Wordsworth frames his views of poetry and the poet in these terms, recognizing that composition embodying real events and feelings can become part of the field of experience for a reader who engages it. As a result, we can both compose experience in life and experience composition in poetry. And knowing in both cases is always artful, charged with creative possibilities and with the moral imperative not to misuse them.

Wordsworth’s interest in travel, his recurrent use of borderers (social outcasts and misfits) as the subjects of his early poetry, and his effort to engage readers with “the real language of men in a state of vivid sensation” (1802 Pref, PW 1: 119) all spring from this epistemology. He recognized that we tend to approach new experiences with a firm set of “pre-established codes of decision” (Adv, PW 1: 106) and that those mental models can trap us. Yet he also believed that our habits of perception, thought, and action could be improved by way of new experiences. This text argues that the keys for him were engagement and participation, which were both initiated and sustained by what he calls “pleasure” in the Preface. As he writes in the Preface, “we have no knowledge … but what has been built up by pleasure, and exists in us by pleasure alone” (Pref,  PW 1: 140). Learning can only take place when the individual opens him or herself to new experiences. And that openness may not be purposive in rational terms, which tend to reduce new experiences to what we aim to get out of them. Excursions, encounters with unfamiliar viewpoints, and surprising moments can be a source of significant learning—if approached with the right state of mind. Wordsworth’s rhetorical task was to create that state of mind in himself and in his readers.

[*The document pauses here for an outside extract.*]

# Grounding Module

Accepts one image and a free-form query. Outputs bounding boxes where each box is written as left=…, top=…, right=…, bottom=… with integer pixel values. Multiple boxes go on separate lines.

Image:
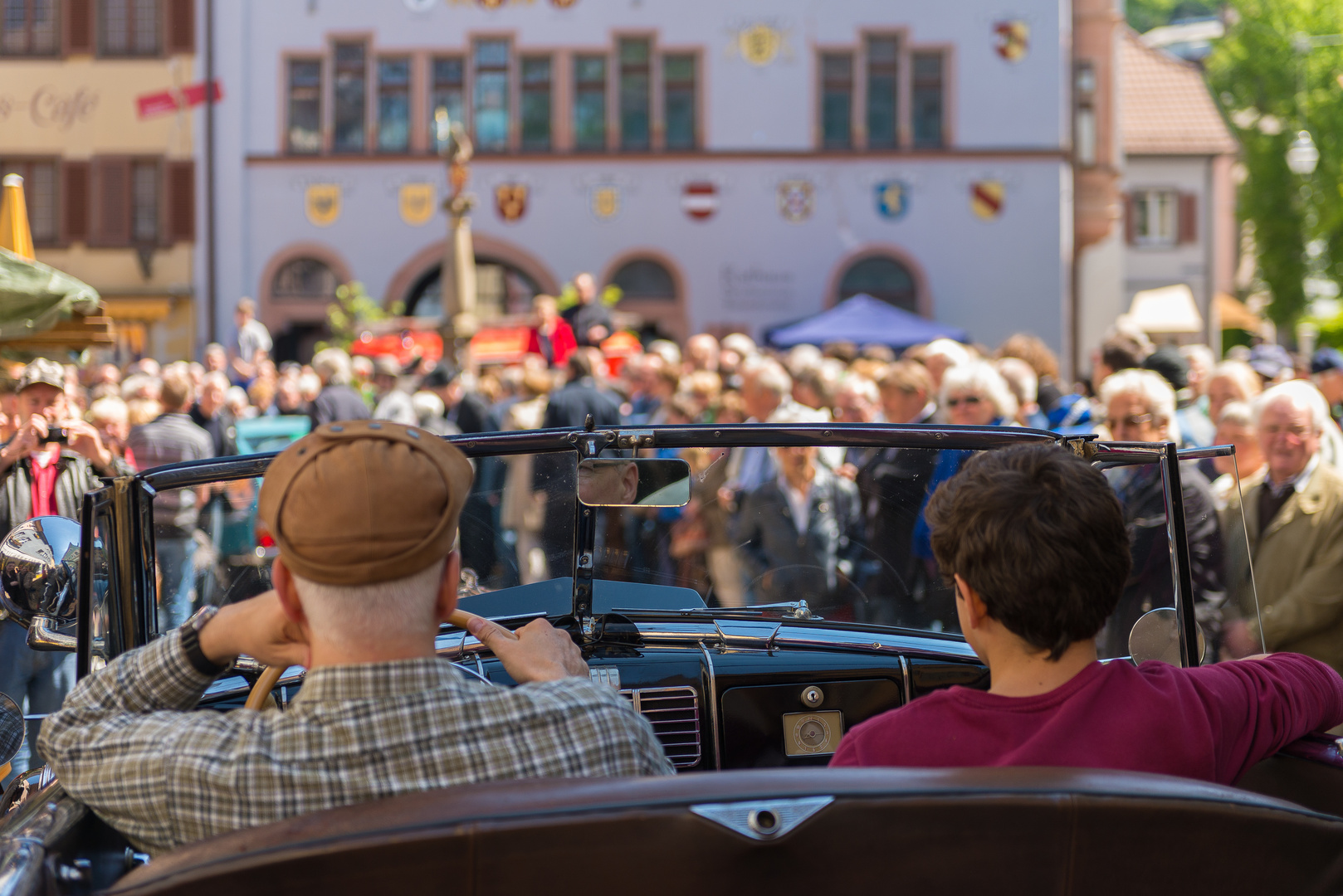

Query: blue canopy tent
left=765, top=293, right=969, bottom=349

This text makes no attempt to complete or close the discussions of Wordsworth that it opens. Instead it seeks to provide a helpful context and useful critical tools for further inquiry. By articulating the representation-based model of knowing that informs Wordsworth’s discourse experiments, and grounding it in his obviously powerful personal engagement with the natural world and the rhetorical tradition that formed the center of his education, I aim to provide a starting point for more fruitful discussions of his literary theory, his philosophy, his educational ideas, his social and moral purposes, and his poetic and rhetorical strategies for reaching an audience. And within the broader context provided by Berman, I also suggest that Wordsworth’s insights are worth considering as we reshape academic and cultural views of knowing in our own day and age.